Congratulations to Ridley Scott & Co. for pulling it off with flying colours. I hope Hollywood will take the movie version of The Martian not only as proof that science movies can be successful but as a model for how to do them well.
When a ferocious sandstorm forces a crew of NASA astronauts to cut short their stay on Mars, Mark Watney (played by Matt Damon) is injured and thought to be dead. The crew is forced to leave him behind and return to Earth. The next Mars mission can’t happen for another four years—Watney has enough food and water for a couple of months. His personal survival and any attempt by NASA to rescue him appear to be impossible. Both will require the utmost in human determination and ability to achieve.
In The Martian nearly every character is a scientist—Watney himself is a botanist as well as an astronaut—yet the movie shows that they can be every bit as committed, stubborn, inventive, defiant, funny, sweaty, and courageous as any spy, cop, or soldier. They’re not superhuman, instead they show the best qualities of real human beings and the astonishing things we can achieve. The story isn’t about great feats of daring and stamina (though there’s certainly some of that), but using human ingenuity to overcome seemingly insurmountable problems one step at a time. As the implacable universe throws up each new roadblock, Watney, or the NASA team trying to bring him home, uses brainpower to figure out a way around it.
The scientific explanations are necessarily brief but not absent. When a risky course of action is suggested, the pros and cons are explored honestly.
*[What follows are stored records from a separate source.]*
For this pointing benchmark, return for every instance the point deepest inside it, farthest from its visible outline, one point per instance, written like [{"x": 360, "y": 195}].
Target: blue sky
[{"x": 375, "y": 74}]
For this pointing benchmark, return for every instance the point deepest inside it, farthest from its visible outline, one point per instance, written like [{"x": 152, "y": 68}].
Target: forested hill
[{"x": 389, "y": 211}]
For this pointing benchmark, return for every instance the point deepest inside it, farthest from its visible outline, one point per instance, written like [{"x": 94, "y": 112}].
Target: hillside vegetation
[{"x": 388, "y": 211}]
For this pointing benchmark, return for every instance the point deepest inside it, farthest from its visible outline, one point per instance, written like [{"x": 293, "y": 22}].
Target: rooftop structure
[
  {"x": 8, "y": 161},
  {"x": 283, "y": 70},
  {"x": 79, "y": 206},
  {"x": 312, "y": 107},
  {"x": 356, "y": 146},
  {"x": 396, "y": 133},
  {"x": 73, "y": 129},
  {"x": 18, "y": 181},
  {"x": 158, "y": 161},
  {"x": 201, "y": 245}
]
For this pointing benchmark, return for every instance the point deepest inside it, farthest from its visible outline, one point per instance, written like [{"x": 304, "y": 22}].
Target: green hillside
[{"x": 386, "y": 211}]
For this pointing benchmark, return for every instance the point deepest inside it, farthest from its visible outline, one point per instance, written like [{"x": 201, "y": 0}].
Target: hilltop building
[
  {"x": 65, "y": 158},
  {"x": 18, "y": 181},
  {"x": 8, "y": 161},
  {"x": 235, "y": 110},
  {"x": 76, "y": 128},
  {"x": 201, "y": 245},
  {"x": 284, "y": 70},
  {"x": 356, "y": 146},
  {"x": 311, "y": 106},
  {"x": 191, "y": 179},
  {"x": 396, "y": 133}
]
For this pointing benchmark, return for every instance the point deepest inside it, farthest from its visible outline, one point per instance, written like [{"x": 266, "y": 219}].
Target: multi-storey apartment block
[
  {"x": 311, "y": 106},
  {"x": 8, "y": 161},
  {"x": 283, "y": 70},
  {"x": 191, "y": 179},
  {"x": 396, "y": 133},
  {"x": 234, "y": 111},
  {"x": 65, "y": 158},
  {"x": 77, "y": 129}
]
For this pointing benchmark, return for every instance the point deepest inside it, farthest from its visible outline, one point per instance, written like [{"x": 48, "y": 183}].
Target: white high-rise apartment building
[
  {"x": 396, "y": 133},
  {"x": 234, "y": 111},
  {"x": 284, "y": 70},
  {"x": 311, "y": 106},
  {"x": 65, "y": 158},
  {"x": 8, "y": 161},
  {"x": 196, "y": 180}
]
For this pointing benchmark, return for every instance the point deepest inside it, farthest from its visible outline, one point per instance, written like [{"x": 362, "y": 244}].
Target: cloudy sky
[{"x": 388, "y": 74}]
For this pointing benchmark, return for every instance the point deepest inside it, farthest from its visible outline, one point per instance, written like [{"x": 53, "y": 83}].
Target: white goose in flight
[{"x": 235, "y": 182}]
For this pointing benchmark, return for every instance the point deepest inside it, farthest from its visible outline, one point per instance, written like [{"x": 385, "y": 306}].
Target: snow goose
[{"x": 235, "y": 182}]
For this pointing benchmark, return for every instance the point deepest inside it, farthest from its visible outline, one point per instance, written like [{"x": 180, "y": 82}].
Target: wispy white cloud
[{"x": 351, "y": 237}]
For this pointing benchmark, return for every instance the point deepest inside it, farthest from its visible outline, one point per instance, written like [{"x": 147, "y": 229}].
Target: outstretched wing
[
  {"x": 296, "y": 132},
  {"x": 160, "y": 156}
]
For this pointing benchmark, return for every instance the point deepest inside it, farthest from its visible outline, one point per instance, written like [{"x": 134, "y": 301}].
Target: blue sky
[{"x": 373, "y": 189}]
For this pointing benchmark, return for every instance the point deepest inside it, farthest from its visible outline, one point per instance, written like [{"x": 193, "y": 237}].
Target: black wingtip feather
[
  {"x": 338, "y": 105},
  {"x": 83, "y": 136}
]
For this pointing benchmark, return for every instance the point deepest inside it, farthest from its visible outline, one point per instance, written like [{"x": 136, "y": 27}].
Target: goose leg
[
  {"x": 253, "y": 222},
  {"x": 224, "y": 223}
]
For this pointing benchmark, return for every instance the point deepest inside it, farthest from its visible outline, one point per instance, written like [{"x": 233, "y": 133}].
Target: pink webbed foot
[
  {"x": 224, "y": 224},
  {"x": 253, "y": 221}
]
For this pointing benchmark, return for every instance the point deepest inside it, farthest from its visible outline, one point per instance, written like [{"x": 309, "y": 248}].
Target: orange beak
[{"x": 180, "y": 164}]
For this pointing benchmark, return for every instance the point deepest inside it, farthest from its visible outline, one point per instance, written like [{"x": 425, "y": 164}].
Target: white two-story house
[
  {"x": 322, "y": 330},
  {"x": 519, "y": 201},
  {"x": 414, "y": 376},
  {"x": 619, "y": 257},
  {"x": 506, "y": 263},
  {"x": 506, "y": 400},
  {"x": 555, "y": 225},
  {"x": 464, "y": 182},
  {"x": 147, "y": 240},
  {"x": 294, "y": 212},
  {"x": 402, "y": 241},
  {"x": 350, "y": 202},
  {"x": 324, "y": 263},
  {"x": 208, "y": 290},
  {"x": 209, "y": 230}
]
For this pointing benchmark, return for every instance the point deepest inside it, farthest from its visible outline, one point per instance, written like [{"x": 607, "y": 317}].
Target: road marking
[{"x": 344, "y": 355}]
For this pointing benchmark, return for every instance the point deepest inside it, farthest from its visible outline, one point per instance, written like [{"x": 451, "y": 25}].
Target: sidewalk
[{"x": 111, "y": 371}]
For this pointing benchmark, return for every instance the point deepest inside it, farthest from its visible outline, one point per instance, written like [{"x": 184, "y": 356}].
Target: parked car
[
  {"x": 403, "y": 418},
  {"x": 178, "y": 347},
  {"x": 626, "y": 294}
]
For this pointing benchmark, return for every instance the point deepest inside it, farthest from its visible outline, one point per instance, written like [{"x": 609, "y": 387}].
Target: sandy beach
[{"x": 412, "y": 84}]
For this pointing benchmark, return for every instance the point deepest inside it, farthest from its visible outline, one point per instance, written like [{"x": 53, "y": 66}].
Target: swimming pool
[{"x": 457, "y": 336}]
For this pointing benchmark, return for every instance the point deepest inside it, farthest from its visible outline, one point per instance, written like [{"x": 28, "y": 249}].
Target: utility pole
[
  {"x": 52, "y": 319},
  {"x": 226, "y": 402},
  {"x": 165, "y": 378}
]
The unpleasant realities of both physics and economics are given fair representation and, true to the book, The Martian escapes being propaganda for the USA by giving an important role to the Chinese space program. I’m deeply impressed by how Ridley Scott has crafted a slick and suspenseful Hollywood offering while keeping it so well balanced. Others have pointed out that it is a rare movie full of optimism. Sure, it has moments of carefully-crafted theatre, but it’s inspirational in a true sense and not just emotionally manipulative.
I can’t talk about a movie like this without mentioning the special effects and they are terrific—eye-popping and authentic (OK, we wouldn’t hear rocket engines in space and the Hermes spacecraft wouldn’t have such big windows, but otherwise…). The Martian vistas are stunning, well worth the extra price of seeing them in 3D. The movie reportedly cost $108 million USD to make and it shows on the screen. Not all of that is Matt Damon’s salary, though he certainly earns his pay by giving Watney just the right amounts of stoicism and nerdiness to grab the audience and hold them—it could so easily have failed in the hands of another actor.
The Martian is a movie without any killing, martial arts, fleets of helicopters, contrived romance, explosions meant to destroy or terrorize, inane humour, super powers or supervillains. So it’s truly a breath of fresh air. I hope box office numbers will show Hollywood that there’s an appetite for this kind of movie and at least one director who knows how to make them.